GR 'Streets'

Terrance lycidas2 at earthlink.net
Thu Apr 17 08:54:21 CDT 2003


Otto wrote:
> 
> Ascendent Virgo at the time of the blast is correct.
> My astrological software tells me at 17'' 41' in Virgo.
> The Sun is at 13:08 in Leo, thus nearly midway through the sign.
> 06.08.1945, 8:15 JST
> Hiroshima (J)
> 34'24 N 132'27 E
> 

I knew Otto would come in with that soon or later. 

I think the discussion was a good one, better than most recently. I
suspect that Robert is not as familiar with Nobokov's lectures as S~Z
and myself or that he hasn't understood the term "fairy tale" as we have
applied it from those lectures and that may be the source of some of the
confusion here at the discussions "bitter end." 

Anyway, I think Paul noted that 'Streets' is Elegiac. 
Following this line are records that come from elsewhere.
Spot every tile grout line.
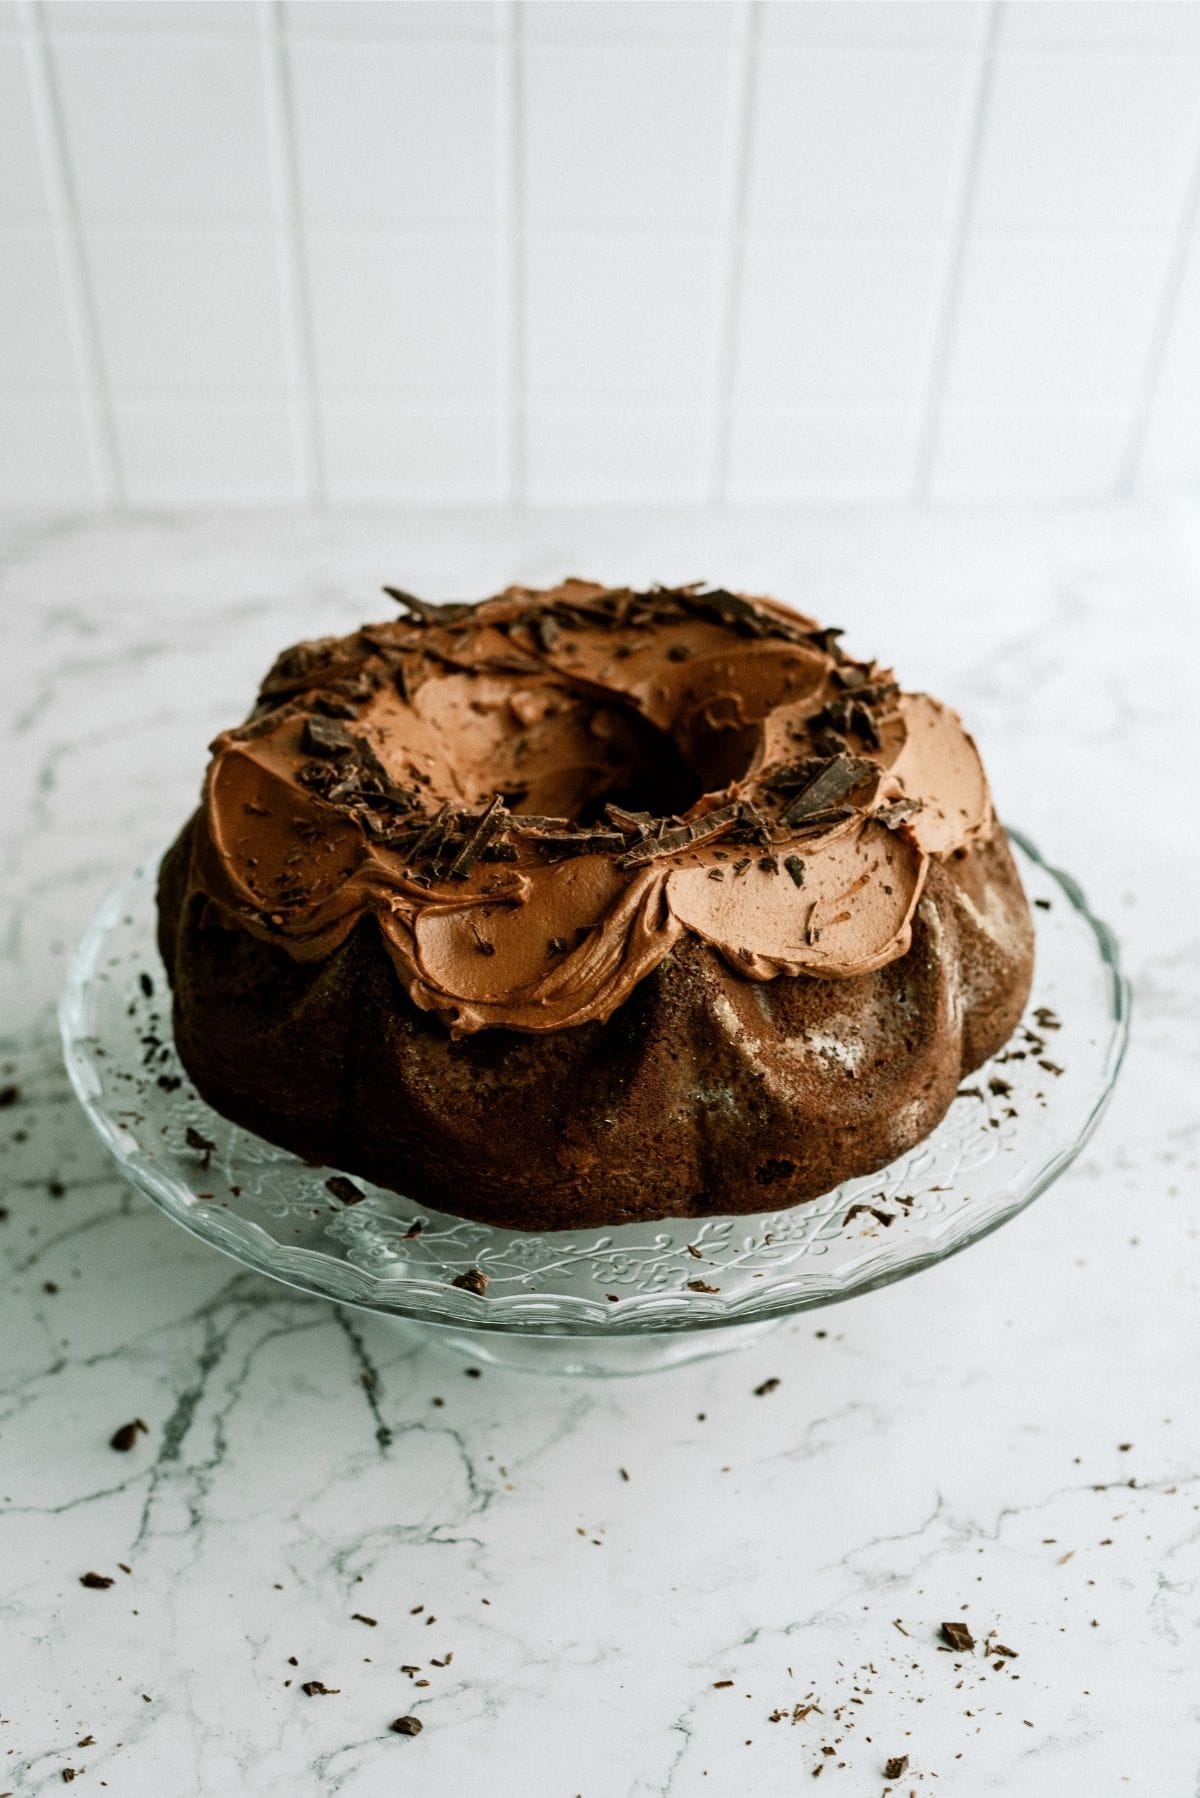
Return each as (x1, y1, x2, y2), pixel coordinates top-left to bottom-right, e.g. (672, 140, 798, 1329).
(497, 0, 525, 507)
(707, 0, 758, 507)
(260, 0, 325, 505)
(910, 0, 1002, 504)
(1115, 103, 1200, 494)
(20, 0, 122, 508)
In this episode Pynchon has Milton on his desk. One of Milton's most
famous poems is Lycidas. 

The subject of Milton's elegy is a dead poet, a young man. He is
identified with a god who personifies both the sun that falls into the
western ocean at night and the vegetable life that dies in Autumn.
Lycidas is also Adonis & Tammuz whose "annual wound," as Milton calls it
elsewhere, was the  subject of a ritual lament in Mediterranean
religion, and has been incorporated in the pastoral elegy since
Theocritus, as in the tile of the Romantic poet Shelly's Adonis. As a
poet, Lycidas's archetype is Orpheus,  who also died young, in much the
same way as Adonis, and was flung into the water. As priest, his
archetype is Peter (mentioned in the streets section), who would have
drowned (the dead poet drowned in the Irish sea) in the "Galilean Lake" 
if Christ had not did not save his Rock from sinking. Each aspect of
Lycidas poses the question of premature death as it related to the life
of Man, of poetry, of the Church. All of these aspects are invested in
the Life & Death of Christ, the young god who dies but is eternally
alive, the one Man who  Returns as to save his Bride as 
Slothrop/Orpheus failed to, the WORD that is all poetry, the head and
body of the Church, the good shepherd whose pastoral world sees no
winter, the Sun of righteousness that never sets, whose power can raise
Lycidas, like Peter, out of the waves, as it redeems souls from the
lower world, which Orpheus failed to do. Christ does not enter the poem
as a character, but he pervades every line of it. 

All that SHIT you once believed, S~Z, is quite beautiful and elaborate
and complex and it pervades every single line of Pynchon's fiction. As
Paul has said repeatedly, belief and knowledge are no the same thing.
Perhaps GR is also about secularized belief in the magic that others
once believed in and some still do. 



In some fairy tales magic plays an important part. Jack trades his cow
for some magic beans....

And sometimes fairy tales include  rituals--an imitation of nature that
involves magic--the beans are tossed out a window into the moonlight and
produce a giant stalk reaching up into the sky where a giant has
imprisoned and goose that produces gold and a harp that sings. 

Magic seems to begin as something of a voluntary effort to recapture a
lost rapport with the natural cycle. Unfortunately, for the folk in GR,
these efforts are now profaned. This sense of a deliberate recapturing
of soething no longer possessed is a distinctive mark of human ritual.
Ritual constructs a calendar and endeavors to imitate the precise and
sensitive accuracy of the movements of the the heavenly bodies and the
response of vegetation to them. A farmer must harvest his crop at a
certain time of the year. He has to do it. And because it must be done,
harvesting itself is not really a ritual. It is the expression of a
desire or will to unify, synchronize human energy and effort with that
nature that produces the harvest poem, song, sacrifice, and the customs
associated with ritual. 

The impetus of the magical element in ritual is toward a
scatter-brained-mother-nature that no longer contains human society in
her circle of life and death, but  is contained by that society, and
must be made to rain or shine at the pleasure of Man.